Dead Island 2 (2023) - Zombie Horror Video Game Review (Xbox Series X)


My recent playthrough of the remainder of the Dead Island series is now complete. Back in the day I had enjoyed the original Dead Island but then I had fallen off the series, preferring Dying Light, which did things better. So in April I played through Dead Island: Riptide and the non-canonical Escape Dead Island and today I finally completed my playthrough of Dead Island 2. While there is story DLC out for the game, I played it on Xbox Gamepass and so didn't want to pay out for that additional content. From what I read the DLC story takes the form of relatively self contained side stories anyway, rather than take place after the events of the core game. If I ever spot it on sale I may pick it up.

It is fifteen years since the contained zombie outbreak on the island of Banoi, now a new zombie outbreak has occurred in Los Angeles. Efforts to contain the virus have failed, with safe zones overrun and nearly the whole remaining population dead or infected. You play as one of six survivors who have sneaked onto the last plane out of L.A. Unfortunately an infected passenger turns, causing the plane to crash land. You survive the crash but end up getting bitten while trying to save other survivors. Thankfully you discover yourself to somehow be immune and so the nightmare apocalypse turns into a hellish joyride. Joining up with a group of survivors at a film star's mansion, you decide it is up to you to find a way to escape the city for the group. During your search, you are contacted over the radio by Dr. Reuben Reed who tells you that due to your immunity to the virus you are a V.I.P and that if you can reach him he will be able to get you on an evac helicopter out of L.A.

The first game had a cheesy vibe to it, but mostly it did try and play things more straight. Here the tone has adjusted to be far more comedic. While there are some dark moments, the whole vibe is more light hearted. The most difficult decision came for me during the character select screen. All six playable characters seemed insufferably irritating, I really didn't want to have to play as any of them! In the end I chose Latino mechanic Carla, someone who was indeed annoying with her positivity and thirst for reckless behaviour. By the end of the game she had grown on me, coming across as a bit of a lovable idiot. I was impressed with how much voice work there was for the character, she was constantly talking and commenting on things happening. I imagine this would be the same for all six characters, rather than have them all say the same lines I figure they would all have unique personalities. If I were so inclined, I feel this would create a lot of replay value.

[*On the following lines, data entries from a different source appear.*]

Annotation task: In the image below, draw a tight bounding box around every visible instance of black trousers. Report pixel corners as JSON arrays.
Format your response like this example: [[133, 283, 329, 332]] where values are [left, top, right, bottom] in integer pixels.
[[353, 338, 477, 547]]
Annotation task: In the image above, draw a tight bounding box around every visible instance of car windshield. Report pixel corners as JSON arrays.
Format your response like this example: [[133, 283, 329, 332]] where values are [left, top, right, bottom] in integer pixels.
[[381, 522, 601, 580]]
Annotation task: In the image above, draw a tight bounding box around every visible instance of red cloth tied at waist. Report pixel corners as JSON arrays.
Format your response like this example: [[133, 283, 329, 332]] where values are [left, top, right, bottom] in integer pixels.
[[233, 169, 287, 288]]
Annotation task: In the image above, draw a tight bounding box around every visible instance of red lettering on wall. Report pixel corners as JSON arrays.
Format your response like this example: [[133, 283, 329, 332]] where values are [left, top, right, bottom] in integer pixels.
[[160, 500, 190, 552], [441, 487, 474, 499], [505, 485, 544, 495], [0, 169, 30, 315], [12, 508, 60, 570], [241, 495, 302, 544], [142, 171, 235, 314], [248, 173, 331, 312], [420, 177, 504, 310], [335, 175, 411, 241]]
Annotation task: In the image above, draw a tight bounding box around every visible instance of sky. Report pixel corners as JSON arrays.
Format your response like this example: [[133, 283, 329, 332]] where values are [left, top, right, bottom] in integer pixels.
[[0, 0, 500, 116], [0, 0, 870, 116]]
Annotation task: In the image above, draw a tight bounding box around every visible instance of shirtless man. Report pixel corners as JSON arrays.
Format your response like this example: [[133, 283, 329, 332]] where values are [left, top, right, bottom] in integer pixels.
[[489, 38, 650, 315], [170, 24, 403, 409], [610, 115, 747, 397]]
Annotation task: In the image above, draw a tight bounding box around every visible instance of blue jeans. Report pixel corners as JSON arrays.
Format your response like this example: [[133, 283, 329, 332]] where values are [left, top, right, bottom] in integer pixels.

The general pacing of the original had the game world split into a series of large open world areas. This time around the open areas are a lot smaller, but their smaller size gave room for far much more world building with incidental detail. The prologue to Dying Light 2 was a fantastic feat of world building, yet when the game begins proper this was all but gone. With smaller locations, the world of Dead Island 2 is able to tell its story more through the locations you visit. There are ten areas in the game, with a map system eventually allowing you to easily return to previous areas to do any new emerging side quests or to defeat special zombies who have keys that can open special lockboxes. They range in size from the suburbs of Bel Air and Beverley Hills to the beaches of  Santa Monica. A few areas are more like through routes to other larger areas, while the final location is very tiny. Most zones are full of side quests, more opening up as you progress in the core story, you also get to choose whether you re-visit the location during daytime or at night. The main story was fine, but it was just another 'trying to escape' type one that previous games always followed. The side quests were meaty and ranged from affecting stories of people trying to escape the city, to fighting undead while being filmed by a social media influencer. Many of these side quests had more serious tales going on under all the jokey comments from the protagonist.

Combat is the meat of the game, and this increases as the game goes on. The graphics are superb, and zombie violence you can inflict is most gruesome and impressive. Limbs can be chopped off, skin dissolved, zombies set on fire and electrocuted. This is all done via weapons you find that can then be upgraded at work benches to cause a series of different status effects. You can also go into a rage mode where you get super strength and healing for a limited time. This violence comes at the expense of any human enemies, with them removed completely. I guess it would have been a bad look to cause the same amount of trauma on living enemies, and they were a weaker part of the original game. Every now and again there are boss fights, and these introduce new zombie types, such as regenerating ones with claws, hulking brutes, fat acid spewing monstrosities and more. I thought the boss fights were all fun, these bosses then showing up later as regular enemies.
Rather than have a skill tree, when you level up there is a card based system that grants various perks. I thought this system was a little dull. There are plenty of guns in the game, but it is more designed with melee combat in mind, I found getting up close and personal a lot more satisfying than the occasionally twitchy feeling gunplay.

By the time I was nearing the end of Dead Island 2 I was getting quite tired of the format. If I had concentrated on the main story it wouldn't have been so bad, but there were a lot of side quests I did that took up over half my playtime. Combat increases to the point of frustration towards the end, with you placed in plenty of combat arenas where you are just tasked with surviving against waves of zombies. Dead Island 2 was a solid adventure game that I mostly enjoyed playing, but it is somewhat of a one trick pony geared mostly towards fun but eventually a little monotonous zombie combat.